Google Gemini: The Insider
It lives inside Google workflows (Docs, Sheets, Gmail) and influences decisions during operational work.

Estimated primary influence: 15–20%
Estimated reach: 30–40%
Often prioritizes citing: Recent web data, Google-indexed sources
Who uses it in B2B buying:
Google-native organizations. Ops teams. Workspace-heavy companies. Chrome-centric workflows. Gemini is embedded across Google Workspace (Docs, Sheets, Gmail), influencing daily operational tasks.
How to think about it:
Even Gemini itself admits it’s too early to say how many B2B shoppers are actually researching vendors within apps, like Google docs. But here’s an example of how it could play out: Users may be writing a project proposal in Google Docs and use the Gemini side panel to ask: “Based on the requirements above, what are the top 3 SOC2 compliant cloud storage providers?”
Gemini influences decisions during execution, not just research. Buyers may:
- Draft business cases
- Build ROI models in Sheets
- Compare vendors inside Docs
Keep stats current. Publish implementation guides. Make your value easy to model. Gemini often supports mid-funnel operational validation.
Perplexity: The Researcher
It’s often used to verify claims, cite sources, and pressure-test vendors with evidence.

Estimated primary influence: 5–10%
Estimated reach: 10–20%
Often prioritizes citing: Official docs, whitepapers, credible sources
Who uses it in B2B buying:
Technical evaluators. Analysts. Product managers. Research-heavy roles.
Perplexity emphasizes source-backed answers and citations, positioning itself as a research tool. Its user base skews toward engineers, analysts, and knowledge workers, with strong adoption among technical audiences. But increasingly more marketers are using it as well.
How to think about it:
Perplexity is used for verification. If ChatGPT inspires a shortlist, Perplexity pressure-tests it. To win:
- Publish technical docs
- Provide benchmarks
- Include data-backed claims
- Earn citations from trusted domains
Perplexity heavily cites source links, so it helps to be included in credible publications or structured documentation. This surface matters most for high-ACV and technical SaaS.
Claude (Anthropic): The Engineer
It’s favored by technical and compliance-minded buyers who care about reasoning, safety, and architecture.

Estimated primary influence: 7–12%
Estimated reach: 15–25%
Citation behavior: Web-based answers; increasing citation capability
Who uses it in B2B buying:
Developers. Security teams. Compliance-heavy enterprises. Anthropic’s Economic Index shows Claude is heavily used for coding and technical tasks. And Stack Overflow 2025 reports 40.8% of developers use Claude Code tools.
How to think about it:
Claude is trusted for reasoning depth and safety.

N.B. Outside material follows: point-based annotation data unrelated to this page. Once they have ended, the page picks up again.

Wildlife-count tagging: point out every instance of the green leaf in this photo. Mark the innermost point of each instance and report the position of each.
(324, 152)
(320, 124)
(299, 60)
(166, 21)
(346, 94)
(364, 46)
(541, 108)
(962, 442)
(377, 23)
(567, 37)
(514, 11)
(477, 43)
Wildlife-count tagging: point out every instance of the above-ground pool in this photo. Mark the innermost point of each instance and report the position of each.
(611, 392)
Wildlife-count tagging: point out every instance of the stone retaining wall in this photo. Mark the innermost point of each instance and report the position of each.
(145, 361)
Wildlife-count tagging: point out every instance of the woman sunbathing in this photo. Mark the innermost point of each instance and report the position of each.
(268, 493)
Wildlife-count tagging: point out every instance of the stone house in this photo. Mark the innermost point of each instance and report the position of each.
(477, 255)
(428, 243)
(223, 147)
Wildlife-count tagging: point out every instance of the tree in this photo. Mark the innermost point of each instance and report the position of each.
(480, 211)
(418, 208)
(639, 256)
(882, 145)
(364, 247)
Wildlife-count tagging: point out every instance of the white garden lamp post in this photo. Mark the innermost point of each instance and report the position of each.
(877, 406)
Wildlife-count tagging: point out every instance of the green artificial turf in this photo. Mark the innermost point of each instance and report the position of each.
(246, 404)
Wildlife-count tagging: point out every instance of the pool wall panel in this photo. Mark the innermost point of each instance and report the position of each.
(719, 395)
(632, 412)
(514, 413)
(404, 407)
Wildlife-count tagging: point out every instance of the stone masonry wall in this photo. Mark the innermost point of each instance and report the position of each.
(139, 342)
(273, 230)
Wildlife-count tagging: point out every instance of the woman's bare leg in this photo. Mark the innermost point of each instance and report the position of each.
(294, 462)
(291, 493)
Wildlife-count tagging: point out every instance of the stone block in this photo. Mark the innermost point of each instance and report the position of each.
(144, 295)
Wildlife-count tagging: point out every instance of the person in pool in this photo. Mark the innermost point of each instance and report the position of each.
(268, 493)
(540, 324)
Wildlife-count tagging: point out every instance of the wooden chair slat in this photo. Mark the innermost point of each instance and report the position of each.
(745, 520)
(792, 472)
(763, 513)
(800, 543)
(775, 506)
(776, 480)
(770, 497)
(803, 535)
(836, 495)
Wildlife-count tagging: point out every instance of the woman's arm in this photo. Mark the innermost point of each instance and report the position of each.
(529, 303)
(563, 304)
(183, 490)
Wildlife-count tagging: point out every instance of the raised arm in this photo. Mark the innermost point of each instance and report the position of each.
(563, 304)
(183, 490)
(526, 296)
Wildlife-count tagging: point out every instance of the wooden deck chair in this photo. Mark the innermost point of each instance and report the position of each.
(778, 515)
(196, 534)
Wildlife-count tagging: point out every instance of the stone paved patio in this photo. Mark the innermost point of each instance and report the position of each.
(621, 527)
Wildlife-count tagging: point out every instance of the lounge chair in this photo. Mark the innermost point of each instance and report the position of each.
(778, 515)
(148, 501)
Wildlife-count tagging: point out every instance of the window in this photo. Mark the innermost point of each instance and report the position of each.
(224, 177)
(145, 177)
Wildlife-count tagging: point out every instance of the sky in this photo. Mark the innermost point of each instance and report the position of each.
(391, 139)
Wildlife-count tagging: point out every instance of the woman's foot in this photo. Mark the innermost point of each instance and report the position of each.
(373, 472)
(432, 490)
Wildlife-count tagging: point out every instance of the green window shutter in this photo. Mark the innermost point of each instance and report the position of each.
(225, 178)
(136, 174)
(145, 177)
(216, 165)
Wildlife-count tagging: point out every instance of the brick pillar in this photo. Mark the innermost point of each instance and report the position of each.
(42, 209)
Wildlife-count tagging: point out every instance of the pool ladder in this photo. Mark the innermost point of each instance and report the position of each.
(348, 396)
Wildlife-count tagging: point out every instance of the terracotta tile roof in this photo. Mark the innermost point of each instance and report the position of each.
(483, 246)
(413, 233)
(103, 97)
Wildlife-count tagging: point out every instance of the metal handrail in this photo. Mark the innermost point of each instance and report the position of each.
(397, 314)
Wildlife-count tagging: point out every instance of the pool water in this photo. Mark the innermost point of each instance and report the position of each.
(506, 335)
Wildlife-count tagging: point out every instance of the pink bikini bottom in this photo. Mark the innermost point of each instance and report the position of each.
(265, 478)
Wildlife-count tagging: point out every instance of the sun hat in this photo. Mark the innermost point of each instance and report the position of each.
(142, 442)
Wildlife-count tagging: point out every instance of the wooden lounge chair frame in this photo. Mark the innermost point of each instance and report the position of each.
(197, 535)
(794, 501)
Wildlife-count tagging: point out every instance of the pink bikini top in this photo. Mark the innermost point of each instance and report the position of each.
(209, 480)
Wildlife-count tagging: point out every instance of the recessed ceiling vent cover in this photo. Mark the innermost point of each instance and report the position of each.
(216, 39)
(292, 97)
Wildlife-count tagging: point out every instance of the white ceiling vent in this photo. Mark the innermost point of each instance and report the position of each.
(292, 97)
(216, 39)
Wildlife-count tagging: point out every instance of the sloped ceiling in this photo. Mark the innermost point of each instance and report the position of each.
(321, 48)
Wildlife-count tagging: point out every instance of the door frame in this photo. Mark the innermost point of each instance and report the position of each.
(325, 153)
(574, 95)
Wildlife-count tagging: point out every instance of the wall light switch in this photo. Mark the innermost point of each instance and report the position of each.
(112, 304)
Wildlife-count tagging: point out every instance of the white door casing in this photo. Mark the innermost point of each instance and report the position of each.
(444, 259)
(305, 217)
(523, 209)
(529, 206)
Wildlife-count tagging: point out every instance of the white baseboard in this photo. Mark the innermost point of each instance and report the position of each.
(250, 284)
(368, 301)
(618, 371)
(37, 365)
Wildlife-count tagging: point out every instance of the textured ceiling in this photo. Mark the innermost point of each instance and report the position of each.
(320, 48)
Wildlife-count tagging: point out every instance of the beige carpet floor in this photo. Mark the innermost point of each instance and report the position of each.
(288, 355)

Buyers may use it to:
- Analyze API architecture
- Evaluate compliance risks
- Draft implementation questions
- Stress-test vendor claims
You win here with:
- Transparent security documentation
- Architecture diagrams
- Clear API references
- SOC 2 / compliance content
Google AI Mode: The Experiment
It’s Google’s evolving testbed — influential long term, but still early and exploratory today.

- Estimated primary influence: 2–5%
- Current status: Experimental rollout (Google Labs)
Who uses it in B2B buying:
Early adopters, AI-forward professionals. Google AI Mode remains experimental.
How to think about it:
Don’t over-optimize yet. It overlaps with Google Search and Gemini.
Focus on:
- Strong SEO foundations
- Structured content
- Domain authority
If Google expands AI Mode, it will draw from the same index. Treat it as future-proofing rather than a primary channel today.
The Big Takeaways for B2B SaaS Marketers
- ChatGPT is still your #1 priority for AI search.
It has the largest user base by far and we still see most leads and demos coming from this AI engine. - Google AI Overviews is your broad awareness layer.
Traditional SEO work is key here. And ensure your brand is appearing for the right category searches. - Remember: many buyers use multiple AI engines (and Google)
Although ChatGPT should be your focus, Perplexity, Gemini and Claude all play key supporting roles in your AI search strategy. Plus, we still don’t know how things will shape up with Google’s AI Mode.